On the sidewalks, people have written messages in chalk -- from Shakespeare, the bible, Gandhi and others. We've all seen little signs of desperation and diminishing hope. At my friend's apartment, she's noticed how the mail of one of her neighbor's has stacked up since Tuesday. No one has been there to collect it. Many of us have gotten calls, messages from strangers on our cell phones, asking for any information about a lost husband or wife.

I've been frustrated I haven't had time to volunteer, but among my friends who have tried, many have been turned away. They try to give blood, but are turned away. The hospitals are still waiting for patients, but they haven't arrived. Some of my friends visit their local fire departments and ask if they need anything. One unit, a squad that lost seven firefighters, asks her to bring some dinner and plastic utensils and plates. When we bring the food by, we realize that the station is not only staffed by surviving members of the crew, but also by an entire crew from Boston. Rescue workers from around the country have been streaming in to help.

Another friend is on her way home and encounters a woman who looks lost. She's a nurse who drove to New York from Rhode Island as soon as it happened on Tuesday. She's been volunteering at the disaster site and  isn't sure where to stay for the night. My friend takes her in.

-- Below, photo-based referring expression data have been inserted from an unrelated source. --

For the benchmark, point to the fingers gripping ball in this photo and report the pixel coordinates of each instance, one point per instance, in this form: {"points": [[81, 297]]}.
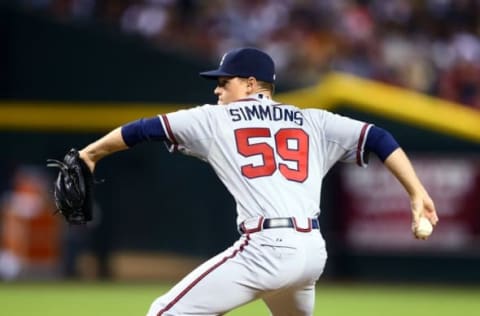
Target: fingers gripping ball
{"points": [[73, 188], [424, 228]]}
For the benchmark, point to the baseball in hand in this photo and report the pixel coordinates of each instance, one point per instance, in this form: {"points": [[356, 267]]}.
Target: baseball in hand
{"points": [[424, 228]]}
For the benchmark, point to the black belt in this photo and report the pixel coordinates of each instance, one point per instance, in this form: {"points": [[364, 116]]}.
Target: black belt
{"points": [[280, 222]]}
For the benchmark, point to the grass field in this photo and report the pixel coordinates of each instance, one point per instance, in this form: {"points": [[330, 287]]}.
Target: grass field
{"points": [[126, 299]]}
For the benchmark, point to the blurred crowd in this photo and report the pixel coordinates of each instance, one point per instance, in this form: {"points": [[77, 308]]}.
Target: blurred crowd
{"points": [[431, 46]]}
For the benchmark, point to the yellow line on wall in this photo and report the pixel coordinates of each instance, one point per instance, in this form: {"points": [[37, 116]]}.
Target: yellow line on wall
{"points": [[334, 90], [74, 117]]}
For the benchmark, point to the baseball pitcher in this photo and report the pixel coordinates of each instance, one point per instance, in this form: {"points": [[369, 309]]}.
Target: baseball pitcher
{"points": [[272, 158]]}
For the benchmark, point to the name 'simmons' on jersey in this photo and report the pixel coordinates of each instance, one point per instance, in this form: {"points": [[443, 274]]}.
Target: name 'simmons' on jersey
{"points": [[272, 113]]}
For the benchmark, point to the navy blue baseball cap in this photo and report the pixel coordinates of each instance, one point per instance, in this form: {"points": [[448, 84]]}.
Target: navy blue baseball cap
{"points": [[244, 62]]}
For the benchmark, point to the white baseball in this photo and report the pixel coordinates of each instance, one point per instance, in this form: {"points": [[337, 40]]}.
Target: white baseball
{"points": [[424, 228]]}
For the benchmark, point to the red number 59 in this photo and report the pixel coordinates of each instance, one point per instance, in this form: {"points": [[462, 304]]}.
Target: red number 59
{"points": [[297, 153]]}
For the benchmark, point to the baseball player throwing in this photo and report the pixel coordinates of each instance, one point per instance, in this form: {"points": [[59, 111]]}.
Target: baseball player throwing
{"points": [[272, 158]]}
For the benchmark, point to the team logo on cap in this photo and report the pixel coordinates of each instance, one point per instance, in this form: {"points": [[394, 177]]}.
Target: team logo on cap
{"points": [[223, 58]]}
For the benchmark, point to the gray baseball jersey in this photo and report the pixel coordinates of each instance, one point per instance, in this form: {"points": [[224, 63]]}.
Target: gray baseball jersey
{"points": [[272, 158]]}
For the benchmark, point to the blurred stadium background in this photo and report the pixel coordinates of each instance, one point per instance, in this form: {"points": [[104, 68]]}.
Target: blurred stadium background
{"points": [[70, 70]]}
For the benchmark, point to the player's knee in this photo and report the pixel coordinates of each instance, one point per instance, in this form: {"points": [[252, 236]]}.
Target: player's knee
{"points": [[158, 308]]}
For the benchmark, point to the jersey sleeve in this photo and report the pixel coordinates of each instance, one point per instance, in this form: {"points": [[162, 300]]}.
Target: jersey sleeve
{"points": [[344, 139], [189, 131]]}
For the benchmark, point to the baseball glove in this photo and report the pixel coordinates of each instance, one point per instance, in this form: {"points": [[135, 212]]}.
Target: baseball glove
{"points": [[73, 188]]}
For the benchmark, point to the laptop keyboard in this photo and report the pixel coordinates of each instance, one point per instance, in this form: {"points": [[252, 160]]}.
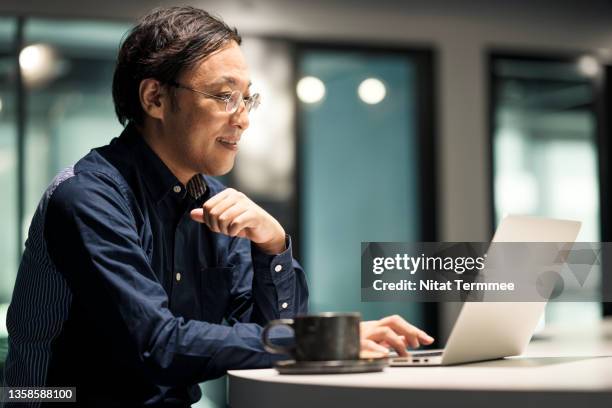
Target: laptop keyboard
{"points": [[432, 354]]}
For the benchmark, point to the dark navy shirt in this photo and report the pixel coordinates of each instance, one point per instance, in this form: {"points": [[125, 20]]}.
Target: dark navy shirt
{"points": [[120, 294]]}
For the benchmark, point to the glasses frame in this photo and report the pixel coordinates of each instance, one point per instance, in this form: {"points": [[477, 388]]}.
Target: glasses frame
{"points": [[250, 103]]}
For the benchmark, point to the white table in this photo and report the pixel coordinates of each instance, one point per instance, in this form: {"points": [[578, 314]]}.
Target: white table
{"points": [[566, 369]]}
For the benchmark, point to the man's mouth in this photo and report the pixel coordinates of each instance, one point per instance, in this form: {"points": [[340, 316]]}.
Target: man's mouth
{"points": [[228, 143]]}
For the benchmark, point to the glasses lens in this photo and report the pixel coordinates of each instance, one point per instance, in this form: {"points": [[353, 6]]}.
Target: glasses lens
{"points": [[233, 102], [254, 102]]}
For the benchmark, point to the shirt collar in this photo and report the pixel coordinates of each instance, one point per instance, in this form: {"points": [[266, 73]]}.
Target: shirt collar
{"points": [[157, 176]]}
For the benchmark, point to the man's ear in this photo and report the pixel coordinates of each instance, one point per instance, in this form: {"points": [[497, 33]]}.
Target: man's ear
{"points": [[153, 96]]}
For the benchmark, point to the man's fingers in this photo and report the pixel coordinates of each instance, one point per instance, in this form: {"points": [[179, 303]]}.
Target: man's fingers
{"points": [[386, 334], [369, 345], [414, 336], [197, 215], [225, 220], [214, 200], [240, 223]]}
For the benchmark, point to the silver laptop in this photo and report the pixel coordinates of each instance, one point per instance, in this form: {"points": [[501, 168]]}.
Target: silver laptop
{"points": [[492, 330]]}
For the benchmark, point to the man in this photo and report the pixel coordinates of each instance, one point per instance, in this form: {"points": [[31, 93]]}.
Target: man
{"points": [[136, 256]]}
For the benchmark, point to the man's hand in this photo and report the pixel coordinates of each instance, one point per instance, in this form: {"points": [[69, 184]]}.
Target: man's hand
{"points": [[392, 331], [232, 213]]}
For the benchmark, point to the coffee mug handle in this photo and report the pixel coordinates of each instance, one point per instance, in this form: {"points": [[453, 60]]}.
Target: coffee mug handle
{"points": [[272, 348]]}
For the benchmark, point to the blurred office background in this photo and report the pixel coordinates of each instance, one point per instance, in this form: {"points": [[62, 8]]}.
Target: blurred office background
{"points": [[381, 121]]}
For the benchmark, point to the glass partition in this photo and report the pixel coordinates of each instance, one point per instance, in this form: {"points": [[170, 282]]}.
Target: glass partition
{"points": [[545, 153]]}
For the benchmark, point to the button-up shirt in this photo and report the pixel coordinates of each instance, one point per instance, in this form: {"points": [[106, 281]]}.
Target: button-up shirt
{"points": [[122, 295]]}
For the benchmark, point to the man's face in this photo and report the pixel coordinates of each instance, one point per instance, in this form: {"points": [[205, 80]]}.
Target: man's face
{"points": [[203, 135]]}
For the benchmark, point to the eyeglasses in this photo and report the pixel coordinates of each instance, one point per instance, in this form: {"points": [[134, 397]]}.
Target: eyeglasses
{"points": [[232, 100]]}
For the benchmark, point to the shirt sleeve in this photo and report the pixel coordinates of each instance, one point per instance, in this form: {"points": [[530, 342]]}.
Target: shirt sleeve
{"points": [[266, 287], [101, 257]]}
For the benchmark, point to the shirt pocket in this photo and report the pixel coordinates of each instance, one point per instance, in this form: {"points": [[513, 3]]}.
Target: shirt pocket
{"points": [[216, 292]]}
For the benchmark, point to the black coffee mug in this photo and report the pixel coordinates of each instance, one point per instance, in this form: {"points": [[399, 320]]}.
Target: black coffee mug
{"points": [[319, 337]]}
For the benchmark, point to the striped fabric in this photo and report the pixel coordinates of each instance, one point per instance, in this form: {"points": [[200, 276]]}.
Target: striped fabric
{"points": [[35, 318], [196, 186]]}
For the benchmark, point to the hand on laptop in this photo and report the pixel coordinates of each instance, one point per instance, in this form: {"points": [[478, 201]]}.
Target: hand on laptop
{"points": [[391, 331]]}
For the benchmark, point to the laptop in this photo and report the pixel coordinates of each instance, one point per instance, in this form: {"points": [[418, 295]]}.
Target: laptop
{"points": [[492, 330]]}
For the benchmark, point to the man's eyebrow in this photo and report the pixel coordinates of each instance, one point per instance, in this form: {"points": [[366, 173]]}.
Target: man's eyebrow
{"points": [[227, 80]]}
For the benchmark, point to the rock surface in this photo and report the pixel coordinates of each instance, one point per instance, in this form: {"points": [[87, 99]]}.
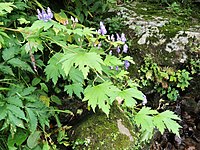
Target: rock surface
{"points": [[97, 131]]}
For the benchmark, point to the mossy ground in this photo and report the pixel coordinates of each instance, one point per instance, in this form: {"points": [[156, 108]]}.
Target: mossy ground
{"points": [[101, 132]]}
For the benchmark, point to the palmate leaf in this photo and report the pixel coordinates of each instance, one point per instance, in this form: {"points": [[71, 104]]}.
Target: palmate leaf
{"points": [[76, 75], [111, 60], [54, 69], [129, 94], [144, 119], [167, 119], [83, 60], [15, 101], [9, 53], [3, 112], [33, 121], [15, 120], [16, 111], [6, 70], [6, 8], [76, 88], [102, 95], [16, 62]]}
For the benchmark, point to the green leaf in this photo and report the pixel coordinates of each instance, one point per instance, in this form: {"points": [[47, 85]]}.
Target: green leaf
{"points": [[19, 137], [39, 24], [143, 118], [6, 8], [75, 88], [15, 120], [54, 69], [166, 120], [3, 112], [102, 95], [44, 87], [28, 91], [84, 61], [9, 53], [23, 21], [15, 101], [122, 74], [129, 58], [129, 94], [6, 70], [56, 100], [111, 60], [36, 81], [33, 121], [16, 111], [76, 75], [33, 139], [16, 62], [46, 146]]}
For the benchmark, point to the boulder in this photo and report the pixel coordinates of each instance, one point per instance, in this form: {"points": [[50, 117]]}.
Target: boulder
{"points": [[97, 131]]}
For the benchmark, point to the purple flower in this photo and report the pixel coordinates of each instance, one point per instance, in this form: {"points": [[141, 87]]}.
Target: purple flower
{"points": [[49, 13], [109, 37], [118, 50], [112, 38], [99, 31], [144, 102], [99, 45], [123, 38], [125, 48], [103, 28], [118, 37], [117, 68], [45, 16], [126, 64]]}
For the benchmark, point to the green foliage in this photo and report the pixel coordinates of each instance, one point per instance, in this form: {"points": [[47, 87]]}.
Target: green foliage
{"points": [[165, 80], [42, 61], [149, 119], [6, 8]]}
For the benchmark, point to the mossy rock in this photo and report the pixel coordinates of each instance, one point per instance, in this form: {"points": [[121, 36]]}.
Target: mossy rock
{"points": [[99, 132]]}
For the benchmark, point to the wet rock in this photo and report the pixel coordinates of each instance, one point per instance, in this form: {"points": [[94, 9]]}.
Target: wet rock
{"points": [[100, 132], [157, 34]]}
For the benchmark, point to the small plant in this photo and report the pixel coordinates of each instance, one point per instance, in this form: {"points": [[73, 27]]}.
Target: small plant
{"points": [[46, 58], [165, 80]]}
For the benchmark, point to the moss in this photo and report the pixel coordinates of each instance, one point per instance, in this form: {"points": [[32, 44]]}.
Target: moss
{"points": [[100, 132]]}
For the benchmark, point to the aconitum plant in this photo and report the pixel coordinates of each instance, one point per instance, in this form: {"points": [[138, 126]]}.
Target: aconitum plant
{"points": [[45, 16]]}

Many of my friends have bought supplies -- plastic bags, bandages, ice, food -- to centers to help support the incredible rescue workers helping downtown. It seems like the job of clearing rubble and finding victims is going to take the rest of our lives. Mayor Rudolf Guiliani has been a pillar of light. He's telling New Yorkers to go on with their lives. He tells us to go to restaurants, to show that we will not be cowered by this cowardly act. Every night as I go home, I see the restaurants are packed.